Zahlreiche Kämpfe gab es auch in Norddarfur. Die Armee wies allerdings Berichte zurück, dass die Stadt Kutum, eine wichtige Drehscheibe für den Handel, von der RSF erobert worden sein soll. Die RSF entwickelte sich aus verschiedenen Milizen in Darfur und hat auch in Darfur ihre Machtbasis.

Der Gouverneur von Darfur, Mini Minawi, ein ehemaliger Rebellenführer, der nun mit der Armee zusammenarbeitet, berichtete via Twitter von Plünderungen durch die bewaffneten Gruppen. Darfur sei ein „Katastrophengebiet“. Er appellierte an die internationale Gemeinschaft, rasch Hilfe zu schicken, berichtete al-Jazeera weiter. Schon in den Vortagen wurden Kämpfe in Darfur gemeldet.

Bereits rund 1,2 Millionen Vertriebene

Am Samstag war eine von den USA und Saudi-Arabien vermittelte Feuerpause ausgelaufen. Sie hatte zwar zu einem Abflauen der Kämpfe geführt, wurde jedoch wie frühere Waffenstillstandsvereinbarungen streckenweise nicht eingehalten. Der lange schwelende Machtkampf zwischen der Armee und der RSF war am 15. April offen ausgebrochen. Saudi-Arabien und die USA kündigten an, weiterhin mit Delegationen der Armee und der RSF zu verhandeln, um doch noch eine Feuerpause zu erreichen.

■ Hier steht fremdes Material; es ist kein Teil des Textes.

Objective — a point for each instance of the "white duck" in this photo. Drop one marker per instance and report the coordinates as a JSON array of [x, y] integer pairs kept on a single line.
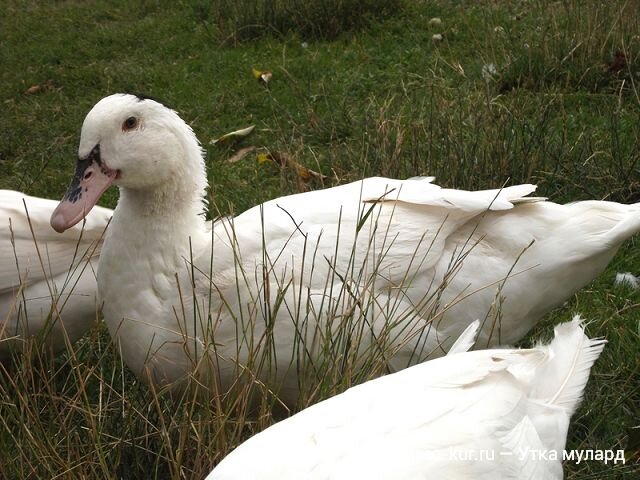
[[47, 281], [488, 414], [370, 261]]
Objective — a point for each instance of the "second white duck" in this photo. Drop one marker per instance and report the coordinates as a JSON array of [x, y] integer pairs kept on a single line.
[[47, 281], [491, 414]]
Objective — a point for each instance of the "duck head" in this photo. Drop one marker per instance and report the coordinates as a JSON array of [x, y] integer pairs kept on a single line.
[[133, 142]]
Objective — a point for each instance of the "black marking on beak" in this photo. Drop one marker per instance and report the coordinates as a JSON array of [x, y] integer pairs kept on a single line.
[[74, 192]]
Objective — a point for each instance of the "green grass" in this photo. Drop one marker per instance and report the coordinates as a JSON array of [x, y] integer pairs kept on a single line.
[[378, 98]]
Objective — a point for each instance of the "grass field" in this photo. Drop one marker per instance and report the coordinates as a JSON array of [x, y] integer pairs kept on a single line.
[[492, 92]]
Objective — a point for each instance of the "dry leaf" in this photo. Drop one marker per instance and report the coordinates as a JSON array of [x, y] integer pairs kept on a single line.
[[240, 154], [263, 76], [284, 160], [235, 135], [48, 85]]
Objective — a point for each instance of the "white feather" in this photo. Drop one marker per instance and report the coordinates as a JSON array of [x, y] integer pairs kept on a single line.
[[434, 420]]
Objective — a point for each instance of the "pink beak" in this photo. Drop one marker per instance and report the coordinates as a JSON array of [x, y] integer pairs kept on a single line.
[[90, 181]]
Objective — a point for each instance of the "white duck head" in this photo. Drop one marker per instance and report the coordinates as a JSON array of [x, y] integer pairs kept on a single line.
[[140, 145]]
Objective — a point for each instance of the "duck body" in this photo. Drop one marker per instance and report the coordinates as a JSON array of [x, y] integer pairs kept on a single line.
[[488, 414], [47, 281], [402, 266]]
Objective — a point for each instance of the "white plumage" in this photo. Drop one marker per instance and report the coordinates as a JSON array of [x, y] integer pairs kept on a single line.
[[375, 259], [47, 281], [490, 414]]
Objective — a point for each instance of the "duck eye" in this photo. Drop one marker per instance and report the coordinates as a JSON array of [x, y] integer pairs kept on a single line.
[[130, 124]]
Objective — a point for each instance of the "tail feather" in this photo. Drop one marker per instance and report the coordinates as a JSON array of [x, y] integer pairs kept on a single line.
[[466, 340], [561, 380], [626, 228]]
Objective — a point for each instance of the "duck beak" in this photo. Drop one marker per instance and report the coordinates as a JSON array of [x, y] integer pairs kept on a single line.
[[90, 181]]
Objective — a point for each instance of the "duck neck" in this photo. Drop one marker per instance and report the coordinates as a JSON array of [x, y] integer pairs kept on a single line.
[[172, 212]]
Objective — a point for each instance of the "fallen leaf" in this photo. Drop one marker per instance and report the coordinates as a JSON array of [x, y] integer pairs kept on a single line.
[[235, 135], [48, 85], [284, 160], [263, 76], [240, 154]]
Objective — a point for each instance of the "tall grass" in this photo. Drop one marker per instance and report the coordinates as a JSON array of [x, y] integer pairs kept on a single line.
[[230, 22]]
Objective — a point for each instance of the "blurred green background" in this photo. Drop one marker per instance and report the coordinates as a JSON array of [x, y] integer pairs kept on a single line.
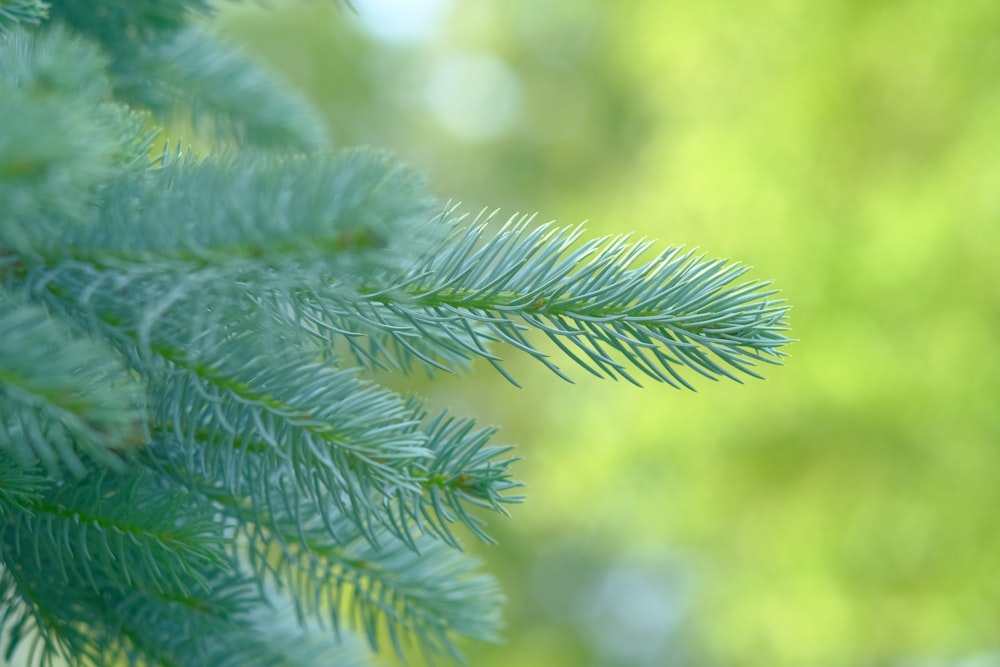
[[844, 512]]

Sudanische Demonstranten, 2019
Reuters/Mohamed Nureldin Abdallah
2019 führten Proteste im Sudan zu einem Militärputsch und zur Absetzung des Langzeitdiktators Omar al-Baschir

Durch die Kämpfe wurden etwa 1,2 Millionen Menschen aus ihren Heimatorten vertrieben. Etwa 400.000 suchten bisher Schutz in angrenzenden Ländern. Internationale Beobachter und Beobachterinnen fürchten, die ganze Region könnte destabilisiert werden.

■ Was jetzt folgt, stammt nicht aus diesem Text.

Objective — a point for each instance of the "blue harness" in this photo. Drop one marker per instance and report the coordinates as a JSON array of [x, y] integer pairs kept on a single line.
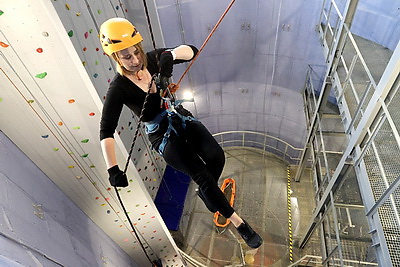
[[169, 112]]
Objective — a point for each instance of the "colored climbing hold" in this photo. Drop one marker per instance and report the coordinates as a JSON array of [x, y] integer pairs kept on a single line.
[[41, 75]]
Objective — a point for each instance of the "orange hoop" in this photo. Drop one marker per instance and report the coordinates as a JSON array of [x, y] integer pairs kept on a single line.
[[217, 216]]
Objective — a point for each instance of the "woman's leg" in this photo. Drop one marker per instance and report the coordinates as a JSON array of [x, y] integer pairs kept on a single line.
[[181, 156]]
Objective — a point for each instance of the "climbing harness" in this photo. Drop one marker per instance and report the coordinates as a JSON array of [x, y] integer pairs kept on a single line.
[[173, 116]]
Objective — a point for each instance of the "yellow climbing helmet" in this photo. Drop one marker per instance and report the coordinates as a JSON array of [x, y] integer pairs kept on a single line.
[[117, 34]]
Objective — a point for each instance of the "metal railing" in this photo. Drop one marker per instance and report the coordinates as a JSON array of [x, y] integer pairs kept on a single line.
[[370, 118], [262, 141]]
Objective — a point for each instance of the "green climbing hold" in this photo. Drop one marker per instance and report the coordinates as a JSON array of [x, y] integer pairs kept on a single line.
[[41, 75]]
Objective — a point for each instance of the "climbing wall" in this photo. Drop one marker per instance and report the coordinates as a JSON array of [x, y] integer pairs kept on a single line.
[[53, 77]]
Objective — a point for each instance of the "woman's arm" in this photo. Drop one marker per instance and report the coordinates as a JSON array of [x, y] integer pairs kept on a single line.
[[183, 52]]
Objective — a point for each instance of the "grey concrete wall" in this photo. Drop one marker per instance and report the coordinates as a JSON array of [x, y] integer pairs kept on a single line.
[[40, 225]]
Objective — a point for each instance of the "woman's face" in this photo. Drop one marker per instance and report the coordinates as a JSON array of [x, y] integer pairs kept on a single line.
[[130, 59]]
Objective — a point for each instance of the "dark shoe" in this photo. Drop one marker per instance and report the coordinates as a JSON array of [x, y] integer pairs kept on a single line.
[[252, 239]]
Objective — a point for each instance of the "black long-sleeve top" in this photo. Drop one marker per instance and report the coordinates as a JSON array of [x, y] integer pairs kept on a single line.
[[123, 91]]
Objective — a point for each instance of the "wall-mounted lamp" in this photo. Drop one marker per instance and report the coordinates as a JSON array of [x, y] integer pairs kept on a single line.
[[188, 96]]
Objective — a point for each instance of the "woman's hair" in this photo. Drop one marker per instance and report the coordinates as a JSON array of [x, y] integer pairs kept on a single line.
[[121, 69]]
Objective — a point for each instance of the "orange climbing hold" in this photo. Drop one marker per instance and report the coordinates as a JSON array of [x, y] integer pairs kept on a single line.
[[228, 187]]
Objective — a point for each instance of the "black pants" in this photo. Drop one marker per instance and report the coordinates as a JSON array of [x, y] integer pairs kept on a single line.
[[198, 155]]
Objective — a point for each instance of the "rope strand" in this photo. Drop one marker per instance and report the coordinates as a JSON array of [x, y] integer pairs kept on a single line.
[[206, 41]]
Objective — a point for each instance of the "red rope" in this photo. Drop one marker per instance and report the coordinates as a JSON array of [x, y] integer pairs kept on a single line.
[[205, 42]]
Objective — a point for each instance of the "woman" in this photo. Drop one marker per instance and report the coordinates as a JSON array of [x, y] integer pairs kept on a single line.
[[188, 146]]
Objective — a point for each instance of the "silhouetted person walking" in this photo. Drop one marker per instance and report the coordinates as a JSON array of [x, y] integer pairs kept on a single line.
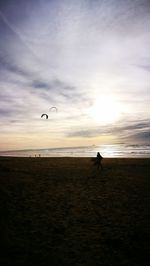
[[99, 160]]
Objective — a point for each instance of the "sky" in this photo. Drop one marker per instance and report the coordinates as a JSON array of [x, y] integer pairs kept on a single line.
[[88, 58]]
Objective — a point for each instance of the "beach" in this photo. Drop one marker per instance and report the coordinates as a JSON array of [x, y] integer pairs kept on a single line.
[[64, 211]]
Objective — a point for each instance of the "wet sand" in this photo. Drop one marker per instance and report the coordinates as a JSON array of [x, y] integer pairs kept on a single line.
[[63, 211]]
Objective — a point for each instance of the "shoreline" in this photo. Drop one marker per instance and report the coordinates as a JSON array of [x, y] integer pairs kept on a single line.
[[63, 211]]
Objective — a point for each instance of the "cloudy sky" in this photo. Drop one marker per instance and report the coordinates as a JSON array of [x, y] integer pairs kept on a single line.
[[89, 58]]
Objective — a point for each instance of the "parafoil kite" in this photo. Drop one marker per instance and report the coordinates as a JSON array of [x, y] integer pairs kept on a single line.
[[44, 115], [53, 109]]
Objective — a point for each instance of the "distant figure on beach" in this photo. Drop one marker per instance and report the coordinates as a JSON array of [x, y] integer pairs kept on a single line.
[[99, 160]]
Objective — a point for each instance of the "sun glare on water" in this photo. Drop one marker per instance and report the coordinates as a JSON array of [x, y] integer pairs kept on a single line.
[[105, 109]]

Die USA setzen auch auf Sanktionen. Sie kündigten am Donnerstag welche an, einschließlich Visabeschränkungen gegen bestimmte Vertreter der Regierungsarmee, der RSF und gegen Anhänger des ehemaligen Langzeitherrschers Omar al-Baschir, der 2019 gestürzt wurde. Außerdem würden wirtschaftliche Maßnahmen gegen bestimmte Unternehmen, die die Konfliktparteien mit Waffen belieferten, verhängt.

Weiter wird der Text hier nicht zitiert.